Overview
In this beginner project you will connect an INMP441 I2S digital microphone to the ESP32 and read audio samples using the I2S peripheral. A loud clap produces a large amplitude spike. When the peak amplitude exceeds a threshold, a relay toggles on or off. No internet connection is needed. The Serial Monitor prints the current peak amplitude every 100 ms so you can calibrate the clap threshold for your room.
Components
- 1× ESP32 DevKit V1
- 1× INMP441 I2S microphone module — Digital microphone; 3.3 V; much better noise floor than analog mics
- 1× 5 V single-channel relay module — Controls mains appliance
- 1× LED and 220 ohm resistor — Relay state indicator
- 1× Breadboard and jumper wires
Wiring
| Component Pin | ESP32 Pin | Notes |
|---|---|---|
| INMP441 SCK | GPIO 14 | I2S bit clock |
| INMP441 WS | GPIO 15 | I2S word select (L/R clock) |
| INMP441 SD | GPIO 32 | I2S serial data |
| INMP441 L/R | GND | Select left channel |
| INMP441 VCC | 3.3 V | |
| INMP441 GND | GND | |
| Relay IN | GPIO 26 | Active LOW relay module |
| LED anode | GPIO 25 | 220 ohm to GND |
Arduino Code
// ESP32 Voice-Controlled Relay - Beginner
// INMP441 I2S mic; clap detection toggles relay
#include <driver/i2s.h>
const i2s_port_t I2S_PORT = I2S_NUM_0;
const int RELAY = 26;
const int LED = 25;
const int CLAP_THRESHOLD = 50000; // tune from Serial output
bool relayState = false;
void i2sInit() {
i2s_config_t cfg = {
.mode = (i2s_mode_t)(I2S_MODE_MASTER | I2S_MODE_RX),
.sample_rate = 16000,
.bits_per_sample = I2S_BITS_PER_SAMPLE_32BIT,
.channel_format = I2S_CHANNEL_FMT_ONLY_LEFT,
.communication_format = I2S_COMM_FORMAT_STAND_I2S,
.intr_alloc_flags = ESP_INTR_FLAG_LEVEL1,
.dma_buf_count = 4,
.dma_buf_len = 256,
.use_apll = false
};
i2s_pin_config_t pins = {
.bck_io_num = 14,
.ws_io_num = 15,
.data_out_num = I2S_PIN_NO_CHANGE,
.data_in_num = 32
};
i2s_driver_install(I2S_PORT, &cfg, 0, NULL);
i2s_set_pin(I2S_PORT, &pins);
}
int32_t peak(int32_t *buf, size_t n) {
int32_t mx = 0;
for (size_t i = 0; i < n; i++) {
int32_t v = abs(buf[i] >> 8); // shift 32-bit sample to useful range
if (v > mx) mx = v;
}
return mx;
}
void setup() {
Serial.begin(115200);
pinMode(RELAY, OUTPUT); digitalWrite(RELAY, HIGH); // relay off
pinMode(LED, OUTPUT); digitalWrite(LED, LOW);
i2sInit();
}
void loop() {
int32_t samples[256];
size_t bytesRead = 0;
i2s_read(I2S_PORT, samples, sizeof(samples), &bytesRead, portMAX_DELAY);
size_t count = bytesRead / sizeof(int32_t);
int32_t p = peak(samples, count);
Serial.printf("Peak: %dn", p);
if (p > CLAP_THRESHOLD) {
relayState = !relayState;
digitalWrite(RELAY, relayState ? LOW : HIGH);
digitalWrite(LED, relayState ? HIGH : LOW);
Serial.printf("Relay: %sn", relayState ? "ON" : "OFF");
delay(500); // debounce: ignore echoes for 500 ms
}
}How It Works
I2S Digital Microphone: The INMP441 converts acoustic pressure to a 24-bit digital value using a MEMS capsule and built-in sigma-delta ADC. Data is clocked out serially on the SD pin, framed by the WS (word select) and SCK (bit clock) lines. The ESP32 I2S peripheral reads the data stream directly into a DMA buffer without CPU involvement.

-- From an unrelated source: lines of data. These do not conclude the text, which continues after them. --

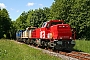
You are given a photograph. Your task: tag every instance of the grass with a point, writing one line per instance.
(11, 50)
(83, 45)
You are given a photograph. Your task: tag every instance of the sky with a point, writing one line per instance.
(16, 7)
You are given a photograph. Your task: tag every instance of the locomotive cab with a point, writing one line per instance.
(59, 34)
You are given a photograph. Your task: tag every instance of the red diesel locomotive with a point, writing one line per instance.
(53, 34)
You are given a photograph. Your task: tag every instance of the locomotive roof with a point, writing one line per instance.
(56, 21)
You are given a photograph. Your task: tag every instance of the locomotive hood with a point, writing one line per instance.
(61, 31)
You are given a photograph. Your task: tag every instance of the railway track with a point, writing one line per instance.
(73, 55)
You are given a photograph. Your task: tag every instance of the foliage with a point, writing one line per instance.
(82, 45)
(12, 50)
(73, 12)
(5, 23)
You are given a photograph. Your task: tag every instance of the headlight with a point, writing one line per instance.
(73, 42)
(49, 35)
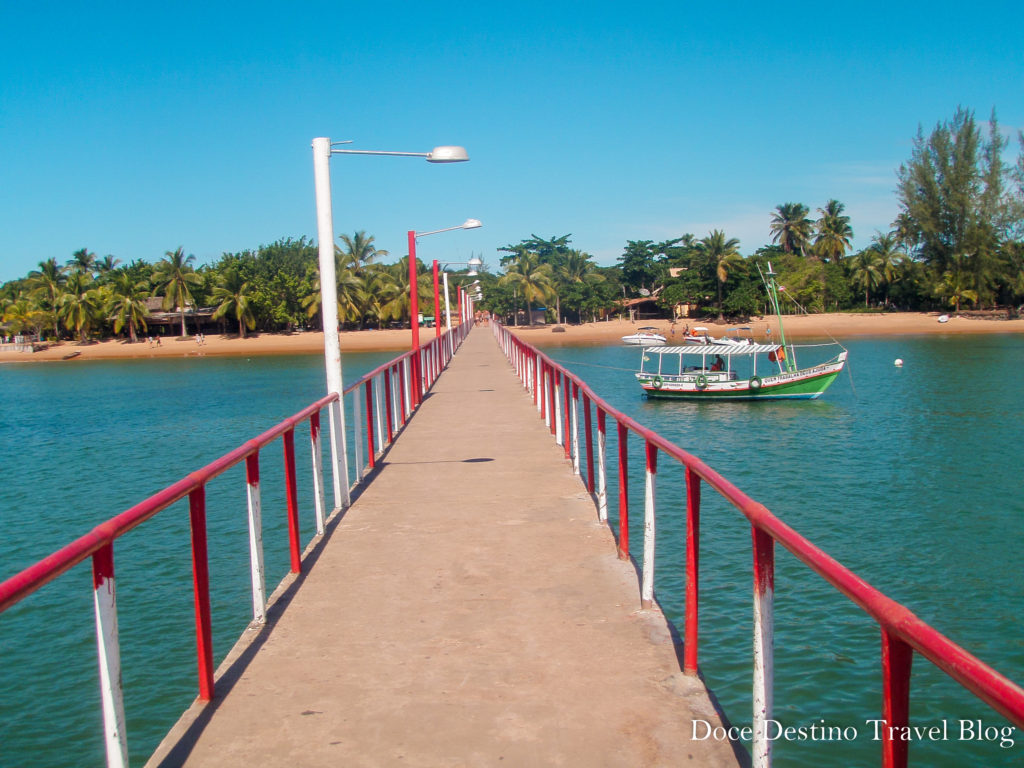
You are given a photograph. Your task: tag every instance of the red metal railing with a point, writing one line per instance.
(394, 382)
(557, 391)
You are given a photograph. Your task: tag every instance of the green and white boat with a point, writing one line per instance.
(739, 371)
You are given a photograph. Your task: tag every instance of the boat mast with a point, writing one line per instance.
(773, 295)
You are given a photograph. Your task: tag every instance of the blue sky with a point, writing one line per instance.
(133, 129)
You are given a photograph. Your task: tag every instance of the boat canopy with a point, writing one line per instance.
(726, 350)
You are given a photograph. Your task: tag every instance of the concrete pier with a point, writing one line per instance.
(468, 609)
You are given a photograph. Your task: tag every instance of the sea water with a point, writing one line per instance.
(906, 475)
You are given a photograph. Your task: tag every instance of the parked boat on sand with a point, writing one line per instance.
(646, 337)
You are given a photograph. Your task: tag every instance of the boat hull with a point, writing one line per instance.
(798, 385)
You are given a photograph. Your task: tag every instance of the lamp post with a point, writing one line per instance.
(323, 150)
(474, 263)
(414, 298)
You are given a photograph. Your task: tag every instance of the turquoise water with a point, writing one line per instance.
(84, 441)
(908, 476)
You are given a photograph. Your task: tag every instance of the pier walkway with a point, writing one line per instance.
(468, 609)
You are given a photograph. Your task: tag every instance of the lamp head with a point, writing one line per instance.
(448, 155)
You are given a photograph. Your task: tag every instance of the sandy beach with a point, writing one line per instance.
(838, 326)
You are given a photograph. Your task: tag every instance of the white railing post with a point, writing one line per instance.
(357, 433)
(317, 461)
(255, 538)
(109, 650)
(559, 436)
(574, 422)
(339, 454)
(764, 634)
(649, 529)
(602, 478)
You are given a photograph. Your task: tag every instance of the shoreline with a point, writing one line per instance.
(839, 326)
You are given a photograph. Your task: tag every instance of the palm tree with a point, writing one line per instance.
(172, 278)
(127, 303)
(834, 232)
(358, 251)
(348, 287)
(22, 313)
(791, 227)
(953, 289)
(866, 271)
(886, 247)
(81, 305)
(232, 291)
(107, 265)
(48, 284)
(530, 279)
(724, 256)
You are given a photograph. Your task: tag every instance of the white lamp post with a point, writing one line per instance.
(329, 290)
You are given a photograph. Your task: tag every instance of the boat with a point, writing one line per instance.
(646, 337)
(699, 335)
(740, 370)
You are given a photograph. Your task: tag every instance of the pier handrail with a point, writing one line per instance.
(556, 392)
(392, 382)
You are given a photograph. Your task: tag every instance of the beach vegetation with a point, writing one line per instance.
(174, 279)
(956, 242)
(126, 302)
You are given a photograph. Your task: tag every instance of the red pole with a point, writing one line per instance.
(371, 449)
(566, 403)
(201, 580)
(401, 392)
(437, 304)
(414, 316)
(590, 442)
(292, 495)
(897, 657)
(624, 495)
(387, 403)
(692, 570)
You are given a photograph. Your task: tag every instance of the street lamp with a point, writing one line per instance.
(323, 150)
(474, 263)
(414, 298)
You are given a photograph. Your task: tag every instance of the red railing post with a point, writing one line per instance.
(371, 448)
(897, 658)
(692, 571)
(566, 400)
(624, 494)
(764, 633)
(537, 378)
(292, 494)
(552, 403)
(602, 471)
(401, 392)
(201, 581)
(589, 441)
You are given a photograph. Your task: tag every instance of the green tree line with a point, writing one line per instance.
(957, 241)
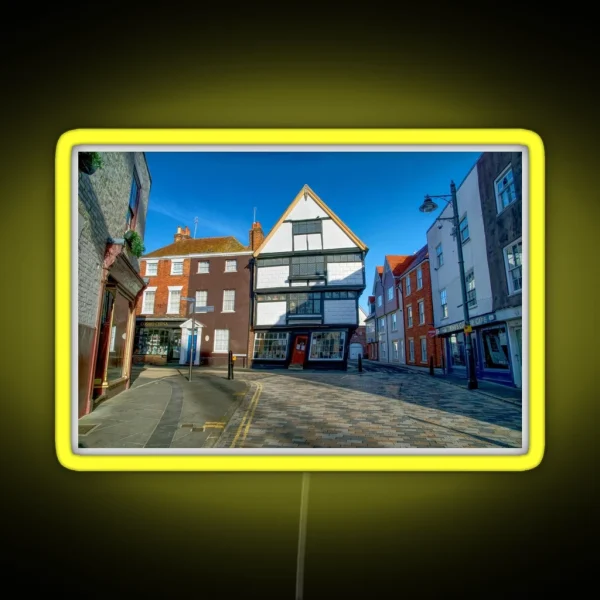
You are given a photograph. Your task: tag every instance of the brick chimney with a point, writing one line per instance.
(183, 233)
(256, 236)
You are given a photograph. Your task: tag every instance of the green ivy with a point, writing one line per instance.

Peak Amplitude Detection: Each 32-bit I2S sample is right-shifted by 8 bits to bring the 24-bit audio value into a useful integer range. The peak() function scans 256 samples (16 ms of audio at 16 kHz) and returns the largest absolute value. A clap produces a brief, very large peak.
Relay Toggle Logic: When peak amplitude exceeds CLAP_THRESHOLD, the relay state is toggled (on to off, or off to on). A 500 ms delay after each trigger prevents the acoustic echo of the same clap from re-triggering immediately.
Threshold Calibration: Run the sketch and observe the Serial Monitor. Background noise in a quiet room typically produces peaks under 5000. A hand clap 1 metre away produces peaks of 80,000-200,000. Set CLAP_THRESHOLD to approximately twice the background noise peak.
Applications
- Clap-controlled bedroom light switch
- Hands-free relay toggle for accessibility aids
- Sound-activated party light controller
- Loud-noise alarm trigger for industrial applications
Troubleshooting
I2S read returns all zeros
Verify INMP441 L/R pin is connected to GND to select the left channel. Also check that SCK, WS, and SD wiring matches the i2s_pin_config_t exactly. A floating SD pin reads zero continuously.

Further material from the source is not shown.